UROP is honored to present the Douglas S. Yamamura Scholarship to outstanding undergraduate students, enrolled in any field of study, who are engaged in research and creative work initiatives. The scholarship was established with a generous endowment from the estate of Paul T. Yamamura, in order to support scholarly research at the University of Hawai‘i at Mānoa.
Each academic year, UROP considers all project funding applicants for the prestigious Douglas S. Yamamura Scholarship. The UROP staff selects the best STEM, and the best non-STEM student or student group each alternating semester to receive the scholarship. In an effort to support continued education of local students, strong preference is shown to undergraduate students who have graduated from high school in Hawai‘i.
Douglas S. Yamamura Scholarship Recipients
The Fall 2020 Douglas S. Yamamura Scholarship recipient for a non-STEM project is Sarah Igarashi. Sarah’s project entitled “Queering the Abstract Figure: Ambiguous Bodies in the Art Work of Christina Quarles,” will examine Quarles’ work, which uses biomorphic abstraction to explore themes of identity, through both queer theory and art historical lenses. In order to fully research this work, Sarah plans to travel to the Museum of Contemporary Art, Chicago to view their upcoming exhibition, which is entitled Christina Quarles. Sarah graduated from Mililani High School and now studies Art History at UH Mānoa and is mentored by Professor Jaimey Hamilton Faris.
“By exploring ways in which these societal actors define and disrupt barriers and categories in visual representations of the body, I hope to bring to light an emerging conversation about the productivity and limitations of representational strategies of gender and identity fluidity in contemporary painting.”
The Spring 2020 Douglas S. Yamamura Scholarship recipient for a STEM project is Lauren Block. Lauren’s project entitled “Optimizing Larval Fish Rearing with Copepods,” will develop a system to care for larval reef fish for marine aquariums, specifically focusing on clownfish as a model organism. Lauren studies Marine Biology at UH Mānoa and is mentored by Dr. Daniel Hartline.

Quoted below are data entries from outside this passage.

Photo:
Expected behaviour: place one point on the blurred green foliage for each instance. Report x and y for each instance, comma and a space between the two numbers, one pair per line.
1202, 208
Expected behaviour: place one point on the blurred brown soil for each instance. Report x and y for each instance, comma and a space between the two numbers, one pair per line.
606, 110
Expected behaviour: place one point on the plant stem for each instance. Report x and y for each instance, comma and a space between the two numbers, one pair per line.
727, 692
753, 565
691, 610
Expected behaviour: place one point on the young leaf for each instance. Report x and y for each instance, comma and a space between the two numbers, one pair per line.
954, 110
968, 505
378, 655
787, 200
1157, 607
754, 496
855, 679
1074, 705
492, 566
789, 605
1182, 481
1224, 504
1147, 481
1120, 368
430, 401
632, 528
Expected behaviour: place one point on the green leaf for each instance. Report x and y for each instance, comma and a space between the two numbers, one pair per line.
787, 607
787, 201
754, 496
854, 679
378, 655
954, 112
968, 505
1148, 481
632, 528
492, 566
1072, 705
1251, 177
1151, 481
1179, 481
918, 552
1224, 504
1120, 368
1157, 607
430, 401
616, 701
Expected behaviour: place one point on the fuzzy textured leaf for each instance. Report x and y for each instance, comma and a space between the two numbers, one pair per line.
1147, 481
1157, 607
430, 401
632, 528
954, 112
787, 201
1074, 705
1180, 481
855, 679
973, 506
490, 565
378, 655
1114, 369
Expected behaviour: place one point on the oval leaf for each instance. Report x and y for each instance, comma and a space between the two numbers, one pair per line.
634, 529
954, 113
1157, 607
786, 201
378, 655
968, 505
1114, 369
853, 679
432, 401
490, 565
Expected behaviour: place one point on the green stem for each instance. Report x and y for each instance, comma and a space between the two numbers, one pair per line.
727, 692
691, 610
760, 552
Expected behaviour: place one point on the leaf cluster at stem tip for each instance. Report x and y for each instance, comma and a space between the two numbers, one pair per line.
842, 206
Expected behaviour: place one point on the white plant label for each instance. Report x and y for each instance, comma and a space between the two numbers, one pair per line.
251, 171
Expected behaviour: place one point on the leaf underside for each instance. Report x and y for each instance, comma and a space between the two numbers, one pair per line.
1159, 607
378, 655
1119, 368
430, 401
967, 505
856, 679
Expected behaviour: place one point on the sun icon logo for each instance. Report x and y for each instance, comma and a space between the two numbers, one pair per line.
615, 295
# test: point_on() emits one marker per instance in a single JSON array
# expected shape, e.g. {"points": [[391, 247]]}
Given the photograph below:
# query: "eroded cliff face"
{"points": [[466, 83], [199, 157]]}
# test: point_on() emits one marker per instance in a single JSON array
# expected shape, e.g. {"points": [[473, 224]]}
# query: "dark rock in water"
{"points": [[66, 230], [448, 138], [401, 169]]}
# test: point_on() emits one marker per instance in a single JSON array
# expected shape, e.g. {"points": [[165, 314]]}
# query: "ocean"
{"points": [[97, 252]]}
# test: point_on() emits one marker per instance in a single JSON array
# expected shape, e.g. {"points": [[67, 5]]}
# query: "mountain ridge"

“The aquarium industry is invaluable for communicating and promoting ecological and conservational awareness to the general public. My hope is to further the sustainability of the industry by providing alternatives to wild-caught fish through the advancement of marine ornamental aquaculture.”
The Fall 2019 Douglas S. Yamamura Scholarship recipient for a STEM project is Jennifer Yokoyama. Her project, “The effect of coffee on adipocytokines in relation to Type 2 Diabetes,” explores the relationship between coffee and adipocytokines, chemical signals created by adipose (fat) tissue. In recent studies, coffee has been linked to decreased risk of Type 2 diabetes, but the mechanism in which it works is unknown. Jennifer studies Biology and is mentored by Dr. Pratibha Nerurkar. Jennifer is a graduate of Kealakehe High School on Hawai‘i.
“Regulating levels of adipocytokines in the body may be a possible way coffee decreases Type 2 diabetes risk, and if this is true, it may serve as a preventative method for Type 2 diabetes.” – Jennifer
“This is a huge step for me in my lifetime goal of conducting scholarly research and working in academia.” – Camryn
The Summer 2019 Douglas S. Yamamura Scholarship recipient for a non-STEM project is Camryn Shiroma. Her project, “Classical culture in Hawaiian education (1778 – 1893),” examines the impact of classical culture on Hawaiian society from the first arrival of Europeans in 1778, through the end of the Monarchy in 1893. Camryn studies Classics at UH Mānoa and is mentored by Dr. Daniel Harris-McCoy. Camryn is a graduate of Mililani High School on O‘ahu.